Zu keiner anderen Jahreszeit wird der methodische Vorteil der Vogelberingung so deutlich wie zur Brutzeit: Gerade dann halten sich viele Vögel sehr lange im Gebiet auf, um ihre Nester zu bauen, zu brüten und ihre Jungen aufzuziehen. Vor allem in der Kernbrutzeit im IKEA-Biotop, zwischen Mai und Juli, gibt es eine enge räumliche Bindung der Vögel an ihren Brutplatz. Ist ein solcher Vogel erst einmal mit einem Ring markiert, lässt sich bei einem Wiederfund die Identität anhand der Ringnummer eindeutig feststellen. Dies hebt die Beringung gegenüber der reinen Beobachtung oder Gesangserfassung ab, die im Normalfall keine individuelle Erkennung zulässt.

Adulte Wasserralle, gefangen zur Brutzeit 2014.
Die Wasserralle ist zwar alljährlich Brutvogel im IKEA-Biotop,
entzieht sich aber aufgrund ihrer Lebensweise in Bodennähe
dem Fang mit Netzen. Die alternative Fangmethode mit Bodenfallen
ist stark von den Bedingungen im Gebiet abhängig (Wechselnde
Fangplätze je nach Wasserstand). Für die Wasserralle wird der
Brutbestand also auch weiterhin geschätzt werden müssen.
Trotz dieses immensen Vorteils ist natürlich auch die Beringung nicht perfekt: Einige Vogelarten lassen sich über Fang und Beringung kaum erfassen. Insbesondere Großvögel, Wasservögel und Bodenbewohner wie z.B. Wasserrallen sind über Fang und Beringung nicht oder nur unzureichend nachzuweisen. Doch auch manche Kleinvogelarten werden nicht zu 100% gefangen, so z.B. der Orpheusspötter, der eine extrem enge Bindung zum Neststandort in "seiner" Hecke hat und diese auch zum Gesang und zur Nahrungssuche nur selten verlässt. Diese Erfassungsproblematik kann nur dadurch umgangen werden, dass beide Verfahren, Revierkartierung und Beringung gleichzeitig zum Einsatz kommen.

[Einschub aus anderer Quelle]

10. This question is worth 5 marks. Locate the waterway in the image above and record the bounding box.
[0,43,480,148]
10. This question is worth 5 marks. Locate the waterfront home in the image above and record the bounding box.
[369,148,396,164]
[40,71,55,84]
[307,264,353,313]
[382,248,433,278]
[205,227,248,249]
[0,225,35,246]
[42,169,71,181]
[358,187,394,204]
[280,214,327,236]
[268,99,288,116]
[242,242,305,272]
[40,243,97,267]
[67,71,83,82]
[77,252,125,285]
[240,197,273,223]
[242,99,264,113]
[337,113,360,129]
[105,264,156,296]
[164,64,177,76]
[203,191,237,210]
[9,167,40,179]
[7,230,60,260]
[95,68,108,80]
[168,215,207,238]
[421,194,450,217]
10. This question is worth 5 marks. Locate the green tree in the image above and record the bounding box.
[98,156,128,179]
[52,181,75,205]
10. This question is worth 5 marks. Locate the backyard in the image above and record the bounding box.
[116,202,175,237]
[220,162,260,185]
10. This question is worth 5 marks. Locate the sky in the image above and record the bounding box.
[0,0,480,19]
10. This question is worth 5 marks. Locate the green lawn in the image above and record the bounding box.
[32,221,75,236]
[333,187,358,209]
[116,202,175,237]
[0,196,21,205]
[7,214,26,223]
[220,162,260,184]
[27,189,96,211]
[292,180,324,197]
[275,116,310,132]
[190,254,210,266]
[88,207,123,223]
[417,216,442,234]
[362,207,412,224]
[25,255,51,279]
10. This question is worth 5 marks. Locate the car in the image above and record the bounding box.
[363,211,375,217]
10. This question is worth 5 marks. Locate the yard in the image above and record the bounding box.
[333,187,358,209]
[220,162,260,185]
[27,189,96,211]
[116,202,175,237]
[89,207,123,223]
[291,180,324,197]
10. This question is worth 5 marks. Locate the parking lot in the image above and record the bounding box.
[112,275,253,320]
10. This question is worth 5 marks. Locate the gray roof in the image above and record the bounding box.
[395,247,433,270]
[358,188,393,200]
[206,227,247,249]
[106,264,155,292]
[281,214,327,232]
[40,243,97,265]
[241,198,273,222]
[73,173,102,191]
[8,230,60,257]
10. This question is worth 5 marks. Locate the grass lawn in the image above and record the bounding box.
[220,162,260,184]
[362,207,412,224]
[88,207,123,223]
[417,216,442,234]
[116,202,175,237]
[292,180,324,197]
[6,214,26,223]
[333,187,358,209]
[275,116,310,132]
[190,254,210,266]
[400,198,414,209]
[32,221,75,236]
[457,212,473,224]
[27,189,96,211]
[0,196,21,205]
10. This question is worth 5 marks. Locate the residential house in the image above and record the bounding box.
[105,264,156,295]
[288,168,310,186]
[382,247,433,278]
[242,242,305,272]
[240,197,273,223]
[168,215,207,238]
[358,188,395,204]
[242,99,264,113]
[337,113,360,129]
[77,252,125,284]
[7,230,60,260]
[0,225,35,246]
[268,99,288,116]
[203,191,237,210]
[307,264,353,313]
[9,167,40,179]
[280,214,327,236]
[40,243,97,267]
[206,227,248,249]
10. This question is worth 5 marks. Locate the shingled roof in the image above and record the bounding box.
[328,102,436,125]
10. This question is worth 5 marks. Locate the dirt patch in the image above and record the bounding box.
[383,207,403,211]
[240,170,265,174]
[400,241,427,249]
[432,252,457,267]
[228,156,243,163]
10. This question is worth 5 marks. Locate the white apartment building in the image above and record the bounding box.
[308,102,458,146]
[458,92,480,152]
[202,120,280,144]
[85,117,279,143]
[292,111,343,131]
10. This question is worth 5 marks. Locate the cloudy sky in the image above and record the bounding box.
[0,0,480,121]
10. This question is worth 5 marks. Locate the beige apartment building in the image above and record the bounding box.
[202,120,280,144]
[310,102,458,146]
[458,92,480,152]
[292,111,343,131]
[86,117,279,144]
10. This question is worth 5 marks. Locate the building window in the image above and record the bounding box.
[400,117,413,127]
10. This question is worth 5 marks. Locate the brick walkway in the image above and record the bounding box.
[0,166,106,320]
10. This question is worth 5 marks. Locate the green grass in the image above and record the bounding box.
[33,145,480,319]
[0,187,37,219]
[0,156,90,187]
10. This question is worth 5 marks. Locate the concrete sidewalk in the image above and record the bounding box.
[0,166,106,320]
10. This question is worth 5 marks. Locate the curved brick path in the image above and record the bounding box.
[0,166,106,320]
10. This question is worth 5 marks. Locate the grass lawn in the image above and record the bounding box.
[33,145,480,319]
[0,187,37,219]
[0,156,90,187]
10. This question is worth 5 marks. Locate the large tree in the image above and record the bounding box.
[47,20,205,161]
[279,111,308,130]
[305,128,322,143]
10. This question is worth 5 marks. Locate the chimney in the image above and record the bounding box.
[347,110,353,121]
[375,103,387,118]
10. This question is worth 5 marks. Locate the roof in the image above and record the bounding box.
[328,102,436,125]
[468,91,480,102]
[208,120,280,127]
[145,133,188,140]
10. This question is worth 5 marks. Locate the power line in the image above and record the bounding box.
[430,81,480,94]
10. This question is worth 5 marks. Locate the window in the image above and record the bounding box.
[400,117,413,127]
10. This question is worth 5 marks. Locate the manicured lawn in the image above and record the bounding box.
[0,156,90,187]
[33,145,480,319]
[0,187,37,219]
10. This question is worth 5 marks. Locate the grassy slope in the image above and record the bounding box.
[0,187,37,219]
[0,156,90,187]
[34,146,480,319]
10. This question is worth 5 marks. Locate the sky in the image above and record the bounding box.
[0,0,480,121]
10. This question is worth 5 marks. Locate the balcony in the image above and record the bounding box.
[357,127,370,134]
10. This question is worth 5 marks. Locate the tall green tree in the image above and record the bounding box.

Methodik und Datenerhebung

Im Beringungskalender beginnt die Brutzeiterfassung am 01.05. und endet am 20.07. des jeweiligen Jahres. Nahtlos voran geht eine Frühjahrszugerfassung und im Anschluss folgt die intensiv gestaltete Erfassungstätigkeit zum Herbstzug, so dass auch Daten aus den Zeiträumen vorher und nachher für die Auswertung in Betracht gezogen werden können (frühe/späte Bruten). Die konkrete Beringungsarbeit zur Brutzeit ist auf eine Beringungsaktion pro 10-Tages-Intervall festgelegt, um die Störung während dieser für die Vögel sehr anstrengenden Jahreszeit so gering wie möglich zu halten. An Fangtagen wird ab Sonnenaufgang für 6 Stunden gefangen, mit stündlichen Netzkontrollen. Die Standorte der ca. 40 Fangnetze sind dabei von Jahr zu Jahr immer gleich. Ändert sich also im Bereich der Netze die Vegetationsstruktur und damit verbunden das Artenspektrum, erwartet man entsprechende Auswirkungen in den Beringungsdaten. Speziell über mehrere Jahre können so langfristige Veränderungen im Gebiet dokumentiert werden.

(KLICK ZUM VERGRÖSSERN)
Beispiel einer Revieranalyse für ein Teichrohrsänger-Männchen (Ringnr. B2V4605), welches über 6 Jahre als Brutvogel im Gebiet nachgewiesen werden konnte und dabei 44 Kontrollfänge (!!) erbrachte. Oben eingezeichnet in rot sind die Fangstandorte, bei Mehrfachfängen entsprechend dicker gezeichnet, dazu in blau die vermuteten Reviergrenzen.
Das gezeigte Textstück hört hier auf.